The material developed is a composite, made of cobalt (Co) nanoparticles deposited on a F-doped SnO2 (FTO) substrate – dubbed CoCat by the researchers.

CoCat: Easy Preparation

Dr. Vincent Artero, leading scientist of this study, told Decoded Science how CoCat was prepared:

The nanostructured cobalt was deposited from a solution of Co(NO3)2·6H2O. The FTO substrates were placed in a neutral phosphate solution and, applying an electric current, the deposition took place. The simplicity of the process means it can be easily scaled up for industrial production. Surface analysis showed that the deposited layer is constituted of metallic cobalt, together with cobalt bound to phosphate and hydroxide ions from the deposition solution.”

The cobalt atoms are present in two different forms. Photo by Juan Rubiano.

Double Functionality

Tests performed on CoCat showed that it works as a very good catalyst for the HER process; hence, it can be used to obtain H2 from water.

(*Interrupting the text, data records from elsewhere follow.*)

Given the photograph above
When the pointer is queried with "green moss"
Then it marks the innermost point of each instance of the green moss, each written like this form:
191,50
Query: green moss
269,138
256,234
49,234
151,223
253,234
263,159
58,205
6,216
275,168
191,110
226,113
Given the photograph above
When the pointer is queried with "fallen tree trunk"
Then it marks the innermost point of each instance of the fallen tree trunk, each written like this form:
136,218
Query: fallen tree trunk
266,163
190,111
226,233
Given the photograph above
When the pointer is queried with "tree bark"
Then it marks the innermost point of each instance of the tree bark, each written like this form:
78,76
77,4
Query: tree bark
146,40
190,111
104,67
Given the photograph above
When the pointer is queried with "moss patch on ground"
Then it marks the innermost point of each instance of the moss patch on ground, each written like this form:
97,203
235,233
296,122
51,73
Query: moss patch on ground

Its most interesting aspect, however, is that it also works for the OER process, to generate oxygen. According to Dr. Artero:

this is something completely new, never reported before, that makes this material really remarkable. We think that this double functionality is due to the presence of cobalt in two forms, metallic and in a phosphate-based complex.

Materials which can catalyze two opposite reactions, like in this case, are called Janus catalysts.

Hydrogen Production: Great Potential

How important is this new catalyst? It could change everything. According to Dr. Artero: “In principle CoCat could be used for an artificial leaf device, to produce hydrogen.” Not only that, the material isn’t limited to changing water into hydrogen and oxygen. As Dr. Artero said, “this preparation method could potentially be used for other materials, such as semiconductor nanoparticles, opening the doors to new applications.


S. Cobo et al. A Janus cobalt-based catalytic material for electro-splitting of water. Nature Materials. (2012). Accessed September 9, 2012.